Moleskin Notebook
Location
“You can be anything you want to be—a doctor or a lawyer.”
My father was a math man, a mad man; definitely not a family man.
I was a dreamer, an idealist; a girl tormented with wanderlust and impatience.
By 16 I had discovered that treading water was difficult when I was already fifty feet below.
When [she] attempted suicide, I promised myself to never let go of the dreams
I held so desperately against my chest,
of the maps I hid,
and of the moleskin notebook.
I just knew I didn’t want to be like [him]—
gambling life away, not under casino lights,
but under piles of financial strife.
I strove to travel until the earth flipped through my hands like
pages in my notebook,
I strove to ask the questions wiped away by the tissues
we had long since thrown away.
While he reminisced about all the times when his life was too close to perfection,
destruction was the only choice,
I dreamt about piecing my life together
using strings of words and syntax.
I dreamt about telling the stories people were too afraid to voice.
In rainy San Francisco,
I believed wounds could be healed with some blankets and a book,
or at least avoided with some rain boots and a sweater.
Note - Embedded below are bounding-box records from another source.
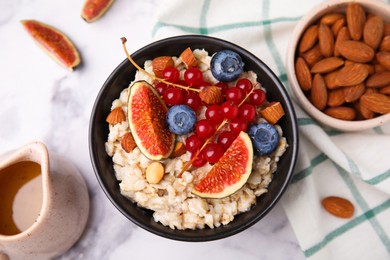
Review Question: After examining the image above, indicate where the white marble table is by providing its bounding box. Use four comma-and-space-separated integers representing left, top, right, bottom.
0, 0, 304, 260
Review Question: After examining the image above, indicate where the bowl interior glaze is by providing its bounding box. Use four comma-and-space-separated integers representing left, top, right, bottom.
89, 35, 298, 241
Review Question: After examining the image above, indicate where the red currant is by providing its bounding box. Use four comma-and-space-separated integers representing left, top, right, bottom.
186, 135, 203, 153
163, 88, 184, 106
217, 131, 237, 151
202, 143, 225, 163
239, 104, 256, 122
195, 119, 215, 139
184, 92, 202, 112
191, 153, 207, 167
229, 117, 248, 134
163, 67, 180, 83
215, 82, 229, 95
249, 89, 265, 106
236, 78, 253, 94
221, 101, 238, 120
226, 88, 243, 105
205, 105, 223, 125
184, 68, 203, 86
155, 82, 168, 95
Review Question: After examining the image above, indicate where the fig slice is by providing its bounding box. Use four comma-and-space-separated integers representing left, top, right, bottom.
81, 0, 114, 23
20, 20, 80, 70
127, 81, 175, 161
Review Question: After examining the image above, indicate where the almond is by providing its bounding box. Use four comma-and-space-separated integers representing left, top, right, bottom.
295, 57, 312, 91
366, 71, 390, 88
321, 196, 355, 218
363, 16, 384, 49
180, 47, 198, 69
379, 85, 390, 95
376, 51, 390, 70
324, 106, 356, 121
310, 74, 328, 110
324, 70, 340, 89
343, 83, 366, 103
379, 35, 390, 51
299, 24, 318, 52
311, 57, 344, 73
121, 132, 137, 153
152, 56, 175, 78
360, 93, 390, 114
332, 18, 345, 37
260, 102, 284, 125
337, 41, 375, 63
320, 13, 344, 25
333, 27, 351, 57
106, 107, 126, 125
336, 63, 368, 87
169, 142, 187, 158
318, 23, 334, 57
346, 3, 366, 41
327, 88, 345, 107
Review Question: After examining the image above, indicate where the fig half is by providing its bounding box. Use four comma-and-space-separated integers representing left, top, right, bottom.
20, 20, 80, 70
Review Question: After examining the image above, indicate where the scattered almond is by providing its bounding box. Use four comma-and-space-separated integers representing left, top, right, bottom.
336, 63, 368, 87
199, 86, 223, 105
180, 47, 198, 69
106, 107, 126, 125
360, 93, 390, 114
145, 162, 164, 184
363, 15, 384, 49
321, 196, 355, 218
152, 56, 175, 78
260, 102, 284, 125
346, 2, 366, 41
121, 132, 137, 153
318, 23, 334, 57
310, 57, 344, 73
310, 74, 328, 110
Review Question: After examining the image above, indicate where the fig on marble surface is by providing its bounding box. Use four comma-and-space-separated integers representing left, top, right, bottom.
20, 20, 80, 70
81, 0, 114, 23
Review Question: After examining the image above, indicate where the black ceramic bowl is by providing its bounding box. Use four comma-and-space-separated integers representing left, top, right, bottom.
89, 35, 298, 241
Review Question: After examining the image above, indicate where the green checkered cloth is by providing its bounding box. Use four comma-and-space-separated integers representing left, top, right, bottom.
153, 0, 390, 260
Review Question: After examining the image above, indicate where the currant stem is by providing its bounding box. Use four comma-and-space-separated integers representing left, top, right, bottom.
121, 37, 201, 92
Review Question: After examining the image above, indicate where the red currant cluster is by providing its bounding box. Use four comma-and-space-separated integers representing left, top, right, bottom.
156, 67, 266, 167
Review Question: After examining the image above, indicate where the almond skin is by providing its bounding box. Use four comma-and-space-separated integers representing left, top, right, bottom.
360, 93, 390, 114
295, 57, 312, 91
343, 83, 366, 103
310, 74, 328, 110
321, 196, 355, 218
318, 23, 334, 57
346, 3, 366, 41
336, 63, 368, 87
299, 24, 318, 52
337, 41, 375, 63
379, 35, 390, 51
333, 27, 351, 57
376, 51, 390, 70
363, 15, 384, 49
311, 57, 344, 73
327, 88, 345, 107
301, 44, 324, 67
324, 106, 356, 121
366, 71, 390, 88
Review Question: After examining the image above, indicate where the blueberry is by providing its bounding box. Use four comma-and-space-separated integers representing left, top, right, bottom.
248, 123, 279, 155
167, 105, 196, 135
210, 50, 244, 82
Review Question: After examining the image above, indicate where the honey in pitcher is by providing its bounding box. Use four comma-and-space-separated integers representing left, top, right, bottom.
0, 161, 43, 235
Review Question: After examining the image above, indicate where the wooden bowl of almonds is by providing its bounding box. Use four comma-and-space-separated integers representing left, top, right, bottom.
287, 0, 390, 131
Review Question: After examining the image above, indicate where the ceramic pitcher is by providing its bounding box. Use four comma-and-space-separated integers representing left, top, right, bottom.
0, 142, 89, 260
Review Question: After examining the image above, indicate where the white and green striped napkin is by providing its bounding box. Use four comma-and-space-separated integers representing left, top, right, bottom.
153, 0, 390, 260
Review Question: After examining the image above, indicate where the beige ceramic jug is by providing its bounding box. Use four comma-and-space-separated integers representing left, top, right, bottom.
0, 142, 89, 260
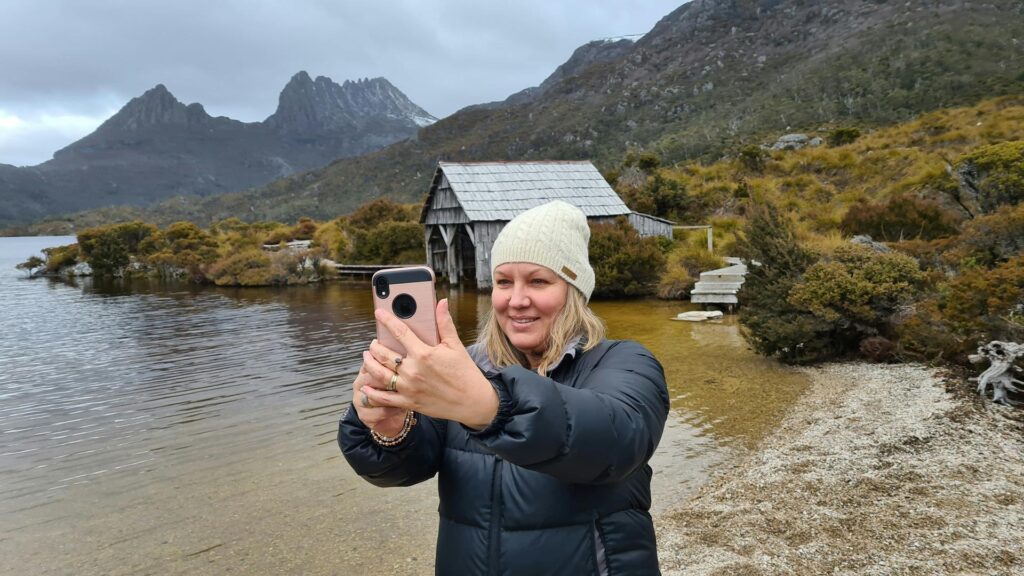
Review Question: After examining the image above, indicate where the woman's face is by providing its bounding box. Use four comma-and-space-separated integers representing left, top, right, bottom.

What mattered most to me was that in the center of San Francisco Bay,
there was a void filled with the ache of the human condition—
an ache that could be expressed only through the scratch of pen on paper,
an ache that echoed from Paris to Beijing.
I knew the world was not perfect.
I knew of its injustices,
of its misogyny and racism.
I knew of its fear,
of its imperfect love and its pain.
But to stand in my way was to stand on the shore of a beach
without being pushed by the current—
I promised to seek truth, I promised to seek justice,
I promised to seek wisdom.
I yearned to avoid provisional effects;
I knew the chances were slim.
But slim chances were the ones worth taking.
So with paper and a pen, I set off to write again—
because reality was always my idealism in action.
I didn’t care much for bandages anyway
I never cared much for ointments and creams.
Healing begins with words.
And loving begins with writing.
It is my job to make my world whole,
to string together the pieces of heartbreak silence couldn’t express.